Les deux partenaires constitueront “une alliance stratégique” pour coproduire et financer des films destinés au “public chinois et international”. Alibaba Pictures se verra octroyer un siège au conseil d’administration d’Amblin.

Jack Ma, première fortune de Chine et président d’Alibaba, était dimanche à Pékin au côté de l’emblématique réalisateur hollywoodien pour dévoiler l’opération, dont les termes financiers n’ont pas été précisés.

“Au niveau humain, nous partageons les mêmes valeurs en Orient et en Occident (…) Nous apporterons plus de Chine à l’Amérique et plus d’Amérique en Chine”, a commenté Steven Spielberg. Il avait lui-même tourné à Shanghai son film “L’Empire du Soleil” (1987).

Jack Ma a mis en avant l’appétit des Chinois pour une offre diversifiée de longs métrages, qualifiant la “collaboration” avec Amblin de “pont culturel”.

De fait, le marché chinois reste crucial pour les studios américains, en dépit d’un récent fléchissement du box-office. Les ventes de billets en Chine ont trébuché de 16% au troisième trimestre; mais elles avaient bondi de presque 50% en 2015, atteignant officiellement 6,8 milliards de dollars.

De quoi en faire le second marché mondial derrière l’Amérique du Nord. Selon le cabinet PricewaterhouseCoopers, le box-office chinois devrait même gonfler à 8,9 milliards de dollars en 2019, dépassant alors les Etats-Unis.

Dans ce contexte, les studios américains sont avides de coproductions avec des groupes chinois: un moyen de contourner les restrictions drastiques imposées par Pékin, qui n’autorise chaque année sur les écrans du pays qu’une trentaine de films étrangers.

Le blockbuster “Iron Man 3” ou le film d’aventures franco-chinois de Jean-Jacques Annaud “Le Dernier loup” (2015) avaient ainsi bénéficié de ce passe-droit alléchant.

Mieux encore, au-delà des salles, “l’écosystème” d’Alibaba offre des débouchés élargis, avec son site de vidéos en streaming Youku Tudou et ses plateformes de vente où peuvent être achetés billets et produits dérivés.

– Capitaux et soft power –

Mais pour Zhang Wei, la patronne d’Alibaba Pictures, ce contournement des quotas chinois n’est “pas l’objet” de l’accord, selon un entretien publié sur les sites d’Alibaba.

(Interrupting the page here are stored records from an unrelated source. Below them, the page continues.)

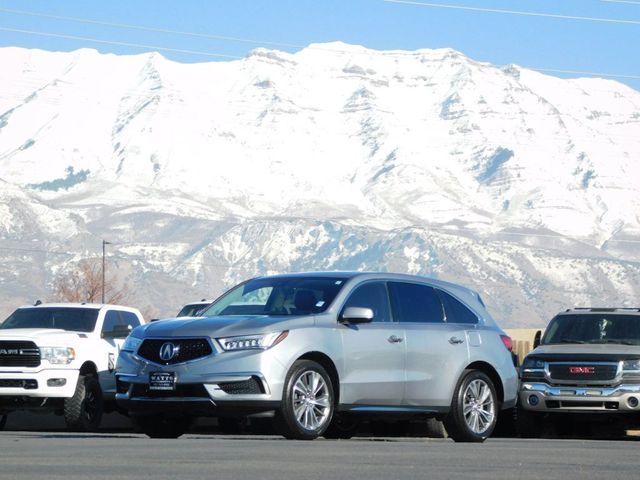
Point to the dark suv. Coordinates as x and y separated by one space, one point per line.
588 361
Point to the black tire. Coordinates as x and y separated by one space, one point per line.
342 426
457 425
83 411
529 424
318 403
161 426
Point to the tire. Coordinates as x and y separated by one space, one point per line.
342 427
474 408
162 427
307 402
83 411
529 424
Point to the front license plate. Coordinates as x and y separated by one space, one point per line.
162 381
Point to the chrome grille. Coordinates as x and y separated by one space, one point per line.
186 349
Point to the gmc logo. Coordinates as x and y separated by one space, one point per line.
579 370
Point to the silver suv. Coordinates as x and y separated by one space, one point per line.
318 351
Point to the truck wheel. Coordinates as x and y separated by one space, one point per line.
307 402
473 413
342 426
162 427
83 411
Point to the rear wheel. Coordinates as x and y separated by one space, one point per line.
473 413
83 411
162 427
307 402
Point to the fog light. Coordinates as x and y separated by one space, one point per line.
56 382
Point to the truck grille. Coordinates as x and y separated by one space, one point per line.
19 354
581 372
184 350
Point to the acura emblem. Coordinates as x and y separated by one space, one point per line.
168 351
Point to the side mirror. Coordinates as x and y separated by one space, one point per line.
119 331
536 339
357 315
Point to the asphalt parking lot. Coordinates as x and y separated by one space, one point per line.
61 455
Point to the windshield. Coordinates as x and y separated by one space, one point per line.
72 319
192 310
278 296
594 328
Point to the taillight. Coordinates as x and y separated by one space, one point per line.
508 343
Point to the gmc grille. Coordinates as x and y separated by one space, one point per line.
581 372
19 354
186 350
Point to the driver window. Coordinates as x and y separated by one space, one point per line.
374 296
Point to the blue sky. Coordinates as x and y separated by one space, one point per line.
531 41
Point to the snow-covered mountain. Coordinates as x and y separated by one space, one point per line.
518 184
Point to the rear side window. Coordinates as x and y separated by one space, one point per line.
456 311
374 296
415 303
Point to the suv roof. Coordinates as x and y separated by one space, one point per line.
602 309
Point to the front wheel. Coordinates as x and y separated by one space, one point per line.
307 402
83 411
473 412
162 427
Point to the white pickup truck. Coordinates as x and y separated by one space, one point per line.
60 358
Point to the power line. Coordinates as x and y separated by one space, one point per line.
120 44
515 12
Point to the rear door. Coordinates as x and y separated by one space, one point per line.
374 353
436 350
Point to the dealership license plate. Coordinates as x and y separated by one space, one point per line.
162 381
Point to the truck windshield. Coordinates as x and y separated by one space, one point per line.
278 296
594 328
72 319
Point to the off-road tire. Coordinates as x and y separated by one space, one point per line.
83 411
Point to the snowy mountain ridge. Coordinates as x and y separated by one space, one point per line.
518 184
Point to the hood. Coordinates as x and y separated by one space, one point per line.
222 326
607 351
39 335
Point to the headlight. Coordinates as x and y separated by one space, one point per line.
58 355
252 342
131 344
532 364
631 365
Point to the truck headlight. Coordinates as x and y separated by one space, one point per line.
252 342
631 365
131 344
58 355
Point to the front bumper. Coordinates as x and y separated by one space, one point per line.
47 383
541 397
238 382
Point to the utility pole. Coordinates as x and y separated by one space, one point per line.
104 243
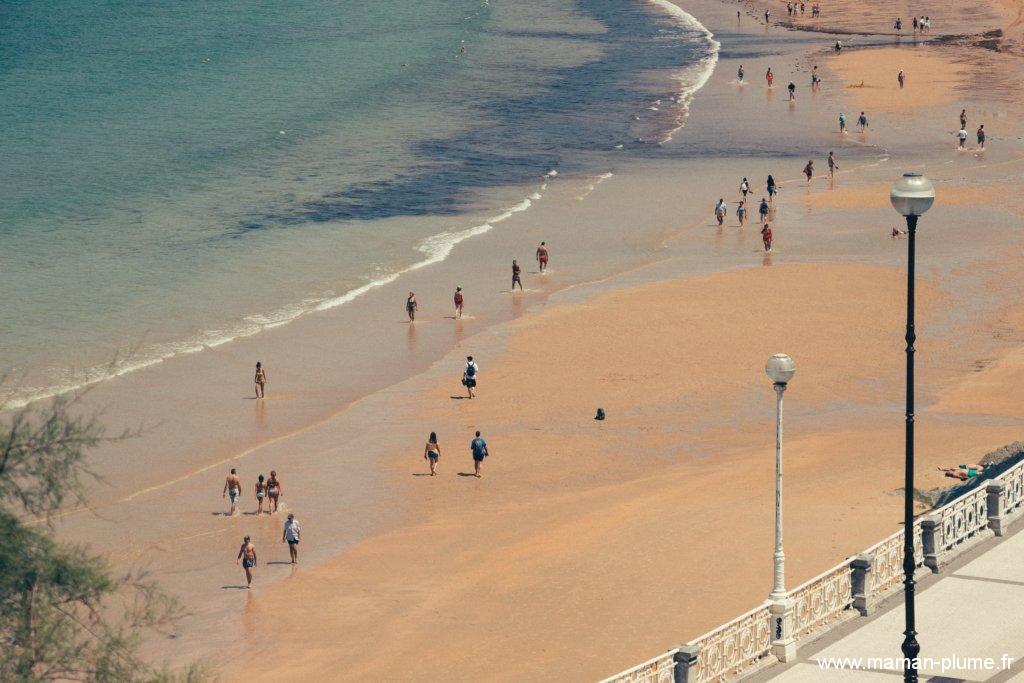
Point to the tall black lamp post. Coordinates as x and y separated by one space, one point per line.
911 196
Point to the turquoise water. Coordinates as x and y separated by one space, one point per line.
178 174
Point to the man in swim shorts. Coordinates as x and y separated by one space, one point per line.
232 487
479 449
247 555
291 536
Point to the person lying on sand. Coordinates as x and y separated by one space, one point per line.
963 472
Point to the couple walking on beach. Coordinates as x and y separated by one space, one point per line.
268 488
478 447
291 535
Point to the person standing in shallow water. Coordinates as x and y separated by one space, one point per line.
479 450
459 301
432 453
247 555
260 380
291 535
412 305
469 374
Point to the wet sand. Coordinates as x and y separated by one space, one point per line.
588 547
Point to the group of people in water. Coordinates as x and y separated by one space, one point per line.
266 489
459 298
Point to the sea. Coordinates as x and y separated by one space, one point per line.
176 175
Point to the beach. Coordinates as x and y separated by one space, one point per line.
590 546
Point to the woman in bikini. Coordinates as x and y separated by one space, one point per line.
260 380
412 306
432 453
273 492
260 494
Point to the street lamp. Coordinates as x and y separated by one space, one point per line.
911 196
779 369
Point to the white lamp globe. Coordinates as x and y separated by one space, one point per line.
780 369
912 195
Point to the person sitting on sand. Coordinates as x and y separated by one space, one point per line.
432 453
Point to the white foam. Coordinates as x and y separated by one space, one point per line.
695 76
436 248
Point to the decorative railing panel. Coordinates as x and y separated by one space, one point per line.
822 600
658 670
887 561
1013 494
730 648
963 518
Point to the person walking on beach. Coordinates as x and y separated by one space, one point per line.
479 450
412 305
232 487
273 493
432 453
459 300
260 380
469 374
247 555
291 536
720 211
260 494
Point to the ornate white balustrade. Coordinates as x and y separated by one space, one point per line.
855 586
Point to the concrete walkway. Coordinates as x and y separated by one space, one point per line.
973 610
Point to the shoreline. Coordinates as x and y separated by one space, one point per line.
318 440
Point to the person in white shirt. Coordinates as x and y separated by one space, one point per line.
291 536
469 374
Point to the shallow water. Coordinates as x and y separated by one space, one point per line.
180 175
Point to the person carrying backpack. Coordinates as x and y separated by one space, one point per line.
469 375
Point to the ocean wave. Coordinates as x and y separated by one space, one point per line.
694 76
435 248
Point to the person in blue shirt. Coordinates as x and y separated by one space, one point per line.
479 447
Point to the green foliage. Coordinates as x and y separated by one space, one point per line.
64 614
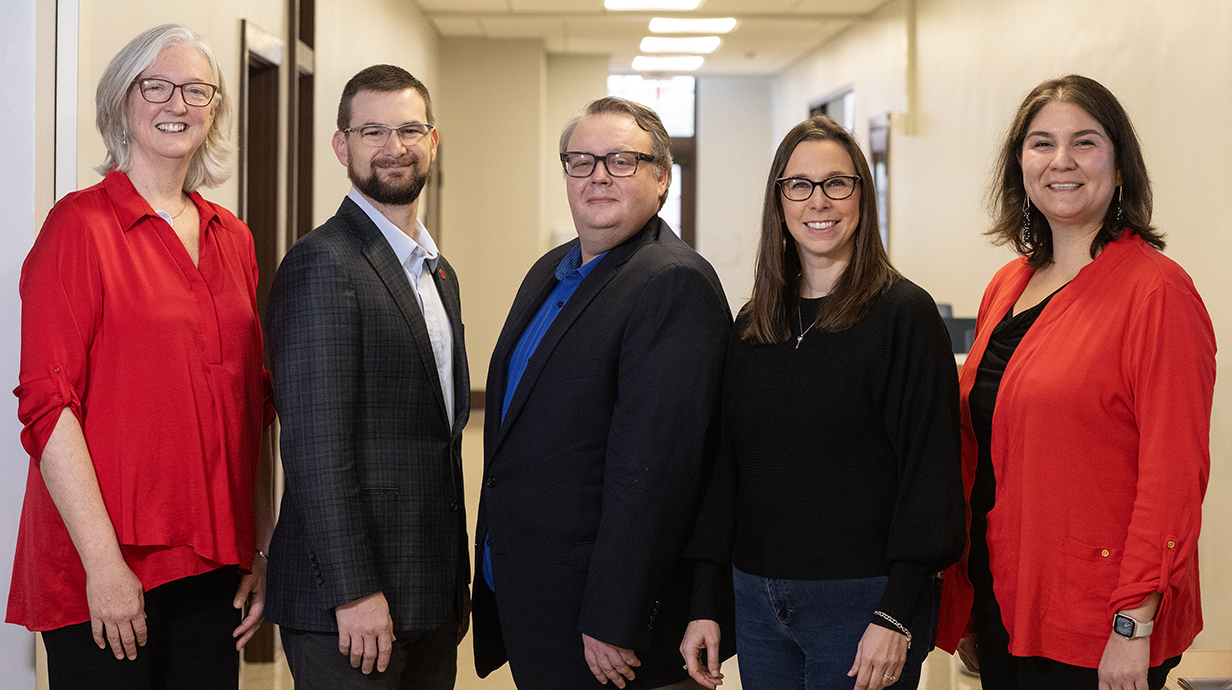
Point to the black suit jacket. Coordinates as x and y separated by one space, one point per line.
593 479
373 474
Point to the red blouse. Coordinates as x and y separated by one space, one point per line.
1100 449
160 360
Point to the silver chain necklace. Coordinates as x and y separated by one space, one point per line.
803 330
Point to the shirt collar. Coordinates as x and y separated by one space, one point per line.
132 207
572 261
418 253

“Ce n’est pas seulement un deal financier (…) Hollywood est inondé par des flots d’argent venant de Chine et plusieurs personnes (en Amérique) nous ont contactés. Souvent, elles voyaient en nous (seulement) une source de capital et un moyen d’entrer en Chine”, s’est-elle désolée.

Or, soucieux d’accroître son offre de contenus, Alibaba cherche lui à “se positionner sur le long terme”.

De fait, le groupe de Jack Ma semble emboîter le pas aux multiples opérations du conglomérat chinois Wanda, dirigé par le multi-milliardaire Wang Jianlin.

Celui-ci a racheté début 2016 le studio hollywoodien Legendary Entertainment (Jurassic World, Godzilla) pour 3,5 milliards de dollars, avant de s’associer le mois dernier à Sony Pictures –dont il produira des films. Il serait également intéressé par une participation dans Paramount.

D’autres firmes chinoises se sont distinguées, le fonds d’investissement China Media Capital (CMC) lançant par exemple une entreprise avec le géant américain Warner Bros pour développer des films.

A l’heure où la Chine ne cache pas ses ambitions de muscler son “soft power” à l’étranger, les récentes offensives de Wanda ont attiré l’attention à Washington.

Seize parlementaires américains se sont ainsi alarmés le mois dernier d’une possible “extension du contrôle de la propagande (chinoise) aux médias américains”, pointant les relations étroites entre Wang Jianlin et le régime communiste.

Alibaba, lui, esquive la question: “Désormais, le box office s’internationalise pour les studios, beaucoup de contenus se concentrent sur des thèmes et valeurs universelles (…) Par ailleurs, vous ne nous voyez pas arriver à Hollywood pour tout racheter, nous ne prenons qu’une participation minoritaire dans Amblin”, a fait valoir Mme Zhang.